L’ordinamento ci offre due strumenti per evitare che ciò accada: il condono edilizio e l’accertamento di conformità.

Il condono edilizio è una misura straordinaria, volta alla sanatoria generalizzata degli abusi esistenti a una certa data. E’ rimesso alla discrezionalità del governo, per cui non può essere previsto quando ne verrà varato uno nuovo.

L’accertamento di conformità è invece la misura ordinaria prevista dal nostro ordinamento per la sanatoria degli abusi edilizi. E’ sempre utilizzabile, purché l’opera realizzata senza titolo edilizio possieda i seguenti requisiti.

In primo luogo, deve essere conforme alla disciplina urbanistica ed edilizia vigente al momento della sua realizzazione. In altre parole, se invece di realizzarla abusivamente avessi, a suo tempo, chiesto al comune il permesso di costruirla, questo mi sarebbe stato rilasciato, trattandosi di intervento conforme alla disciplina nazionale urbanistica ed edilizia nazionale e locale all’epoca vigente.

In secondo luogo, deve essere conforme alla disciplina urbanistica ed edilizia vigente al momento della presentazione della domanda di accertamento di conformità. In altre parole, se ora richiedessi al comune il permesso di costruire un’opera identica a quella che a suo tempo ho realizzato abusivamente, questo mi verrebbe rilasciato, trattandosi di intervento conforme alla disciplina nazionale urbanistica ed edilizia nazionale e locale ora vigente.

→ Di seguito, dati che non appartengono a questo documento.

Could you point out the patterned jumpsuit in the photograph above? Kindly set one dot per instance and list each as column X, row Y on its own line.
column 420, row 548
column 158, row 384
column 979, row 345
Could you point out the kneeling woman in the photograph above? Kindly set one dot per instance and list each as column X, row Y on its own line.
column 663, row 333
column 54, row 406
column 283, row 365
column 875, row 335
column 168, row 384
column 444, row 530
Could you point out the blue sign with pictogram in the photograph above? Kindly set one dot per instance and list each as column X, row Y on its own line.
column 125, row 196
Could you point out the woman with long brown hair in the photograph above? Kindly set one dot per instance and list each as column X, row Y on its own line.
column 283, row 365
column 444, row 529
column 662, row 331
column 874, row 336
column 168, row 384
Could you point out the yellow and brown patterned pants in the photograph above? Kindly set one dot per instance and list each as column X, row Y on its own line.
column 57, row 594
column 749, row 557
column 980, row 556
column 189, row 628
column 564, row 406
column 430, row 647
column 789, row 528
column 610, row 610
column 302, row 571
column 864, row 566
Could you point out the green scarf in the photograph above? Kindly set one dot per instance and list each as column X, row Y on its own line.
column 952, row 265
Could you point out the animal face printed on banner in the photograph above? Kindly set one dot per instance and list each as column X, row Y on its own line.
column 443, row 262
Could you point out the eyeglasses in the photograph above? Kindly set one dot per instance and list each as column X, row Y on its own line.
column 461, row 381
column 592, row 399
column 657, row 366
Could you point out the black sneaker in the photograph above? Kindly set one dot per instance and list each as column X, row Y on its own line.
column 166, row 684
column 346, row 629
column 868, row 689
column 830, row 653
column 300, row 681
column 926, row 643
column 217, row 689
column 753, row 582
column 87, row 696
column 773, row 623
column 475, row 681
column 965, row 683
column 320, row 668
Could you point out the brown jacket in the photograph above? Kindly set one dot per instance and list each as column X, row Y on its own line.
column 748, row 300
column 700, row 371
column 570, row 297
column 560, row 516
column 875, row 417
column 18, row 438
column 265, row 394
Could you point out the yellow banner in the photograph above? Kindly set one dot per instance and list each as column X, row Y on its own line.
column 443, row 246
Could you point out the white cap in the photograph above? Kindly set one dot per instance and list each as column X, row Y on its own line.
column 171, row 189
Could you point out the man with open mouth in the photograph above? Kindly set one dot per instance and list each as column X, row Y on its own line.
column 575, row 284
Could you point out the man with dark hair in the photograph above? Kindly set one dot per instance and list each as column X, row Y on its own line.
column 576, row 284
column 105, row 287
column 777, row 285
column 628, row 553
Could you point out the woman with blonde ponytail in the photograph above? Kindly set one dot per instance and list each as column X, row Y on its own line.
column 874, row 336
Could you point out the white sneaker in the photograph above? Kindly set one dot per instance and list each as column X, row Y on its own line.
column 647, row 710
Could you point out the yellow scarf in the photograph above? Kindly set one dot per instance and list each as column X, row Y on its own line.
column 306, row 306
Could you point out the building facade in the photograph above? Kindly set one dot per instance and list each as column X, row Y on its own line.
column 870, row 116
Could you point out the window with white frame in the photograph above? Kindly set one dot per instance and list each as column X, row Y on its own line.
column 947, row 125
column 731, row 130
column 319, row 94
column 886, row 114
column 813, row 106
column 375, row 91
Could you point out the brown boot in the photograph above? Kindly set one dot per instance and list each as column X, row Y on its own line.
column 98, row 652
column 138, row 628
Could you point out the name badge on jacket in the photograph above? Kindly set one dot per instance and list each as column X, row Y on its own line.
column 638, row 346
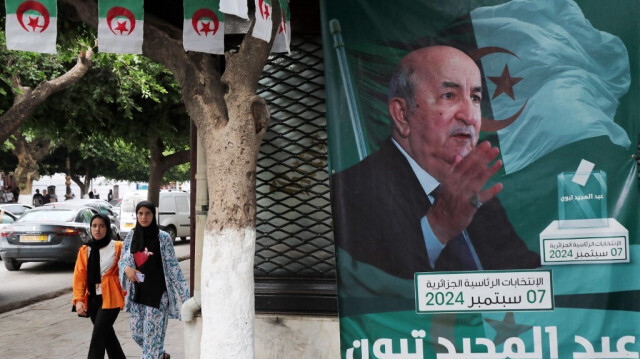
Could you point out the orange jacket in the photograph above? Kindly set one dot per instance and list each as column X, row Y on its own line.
column 112, row 293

Nel caso si intenda sanare una casa o altra opera abusiva, per la quale si rischia che l’amministrazione emani ordinanza di demolizione, bisognerà pertanto che il proprio tecnico di fiducia verifichi se questa possieda i due requisiti suindicati, e sia quindi dotata di quella che tecnicamente si definisce doppia conformità.

Se così è, si potrà presentare in comune domanda di accertamento di conformità. L’amministrazione determinerà l’importo dell’oblazione da pagarsi, e l’opera verrà sanata.

L’oblazione è pari al doppio del contributo di costruzione da versarsi per quel tipo di opera. Va quindi tenuto a mente che la sanatoria di un intervento abusivo risulta più onerosa rispetto alla sua realizzazione previo ottenimento del titolo edilizio.

È importante rilevare come la domanda di accertamento di conformità potrà essere presentata anche dopo che il comune abbia emesso l’ordinanza di demolizione dell’abuso edilizio. Anche in questo caso, se l’opera rispetta i requisiti suindicati, l’abuso verrà sanato e la demolizione sarà scongiurata.

Entro sessanta giorni dalla presentazione della domanda la pratica potrà venire chiusa dal comune in tre modi diversi: con un provvedimento di accoglimento e di sanatoria dell’opera; con un provvedimento motivato che neghi la sanatoria; senza emettere alcun provvedimento. La mancata emissione di un provvedimento entro sessanta giorni dalla presentazione della domanda comporta comunque il rigetto della stessa.

Nel caso in cui il comune dovesse negare, espressamente o implicitamente (nel caso in cui non venga emesso alcun provvedimento) la sanatoria, bisognerà impugnare il diniego, espresso o implicito, presso il Tribunale Amministrativo Regionale competente.

Sarà il giudice quindi ad accertare se l’opera possa venire sanata.